Frege refutes this version of the ontological argument — not the only or best version I hasten to add — in one sentence: Weil Existenz Eigenschaft des Begriffes ist, erreicht der ontologische Beweis von der Existenz Gottes sein Ziel nicht. (Grundlagen der Arithmetik, sec. 53)  "Because existence is a property of concepts, the ontological argument for the existence of God fails to attain its goal." What Frege is saying is that the ontological argument "from mere concepts" rests on the mistake of thinking of existence as a mark of concepts as opposed to a property of concepts.  No concept for Frege is such that existence is included within it. Existence is rather a property of concepts, the property of having an instance.

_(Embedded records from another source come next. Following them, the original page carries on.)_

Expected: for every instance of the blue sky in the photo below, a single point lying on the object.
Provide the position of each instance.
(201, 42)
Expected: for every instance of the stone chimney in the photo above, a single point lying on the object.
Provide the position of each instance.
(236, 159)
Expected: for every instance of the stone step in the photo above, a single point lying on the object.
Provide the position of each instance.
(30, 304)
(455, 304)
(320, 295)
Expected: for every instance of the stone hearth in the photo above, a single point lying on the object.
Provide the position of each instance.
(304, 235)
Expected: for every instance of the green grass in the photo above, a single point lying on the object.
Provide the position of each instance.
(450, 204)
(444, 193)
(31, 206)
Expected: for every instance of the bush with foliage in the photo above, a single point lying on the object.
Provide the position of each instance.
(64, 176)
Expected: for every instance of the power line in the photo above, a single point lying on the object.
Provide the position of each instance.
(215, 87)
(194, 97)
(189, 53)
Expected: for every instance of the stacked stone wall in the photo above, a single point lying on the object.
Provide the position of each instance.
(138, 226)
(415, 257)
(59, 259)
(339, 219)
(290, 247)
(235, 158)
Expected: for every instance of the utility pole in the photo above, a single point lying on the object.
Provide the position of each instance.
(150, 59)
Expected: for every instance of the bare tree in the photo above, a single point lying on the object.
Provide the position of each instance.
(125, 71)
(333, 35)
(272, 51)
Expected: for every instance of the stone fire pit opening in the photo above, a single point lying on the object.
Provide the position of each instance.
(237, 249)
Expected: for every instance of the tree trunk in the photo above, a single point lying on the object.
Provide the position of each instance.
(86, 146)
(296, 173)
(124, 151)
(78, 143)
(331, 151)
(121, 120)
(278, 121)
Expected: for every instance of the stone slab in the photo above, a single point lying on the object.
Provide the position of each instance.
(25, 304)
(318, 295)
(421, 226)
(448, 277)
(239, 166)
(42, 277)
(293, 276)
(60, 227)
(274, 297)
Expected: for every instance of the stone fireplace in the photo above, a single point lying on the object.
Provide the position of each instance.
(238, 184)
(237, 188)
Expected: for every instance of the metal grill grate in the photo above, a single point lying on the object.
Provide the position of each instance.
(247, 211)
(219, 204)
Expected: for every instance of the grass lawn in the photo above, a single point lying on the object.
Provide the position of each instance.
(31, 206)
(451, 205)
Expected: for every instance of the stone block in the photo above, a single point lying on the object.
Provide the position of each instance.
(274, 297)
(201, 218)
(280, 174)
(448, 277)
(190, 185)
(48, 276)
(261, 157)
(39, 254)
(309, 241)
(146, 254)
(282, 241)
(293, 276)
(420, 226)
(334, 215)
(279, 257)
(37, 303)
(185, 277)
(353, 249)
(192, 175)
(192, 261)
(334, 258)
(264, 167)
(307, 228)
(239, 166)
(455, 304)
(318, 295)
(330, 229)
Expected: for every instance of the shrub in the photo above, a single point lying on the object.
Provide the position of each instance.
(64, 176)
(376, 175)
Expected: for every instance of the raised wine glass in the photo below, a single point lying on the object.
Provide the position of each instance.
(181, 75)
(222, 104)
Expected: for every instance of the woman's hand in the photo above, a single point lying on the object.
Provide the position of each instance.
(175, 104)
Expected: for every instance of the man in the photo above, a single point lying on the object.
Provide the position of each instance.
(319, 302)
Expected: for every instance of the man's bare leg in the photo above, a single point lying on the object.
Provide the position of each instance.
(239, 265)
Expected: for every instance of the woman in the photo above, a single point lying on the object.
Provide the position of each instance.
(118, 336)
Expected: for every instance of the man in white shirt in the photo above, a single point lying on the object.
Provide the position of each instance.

The other application of my rejection of the scholastic formula above is to the logical question of the correct interpretation of singular propositions. The scholastics treat singulars as if they are generals.  But if Frege is right, this is a grave logical error since it rides roughshod over the mark/property distinction. To drag this all into the full light of day would take many more posts.

Counterexamples and Outliers

An exception to a universal generalization is a counterexample that refutes the generalization. All you need is one. Generic statements cannot, however, be similarly refuted. 'Nuns don't smoke cigars' is a generic statement. If you turn up a nun who smokes cigars I won't take you to have refuted the generic statement. I'll dismiss the exception as an 'outlier.' 

Memo to self: develop this line of thinking and then apply it to 'hot button' issues such as race. Is Candace Owens representative of black females or is she an 'outlier'? And to which generic statements is she an outlier?  You won't touch this question, will you? Not with an eleven-foot pole, which is the pole you use to touch questions you won't touch  with a ten-foot pole. 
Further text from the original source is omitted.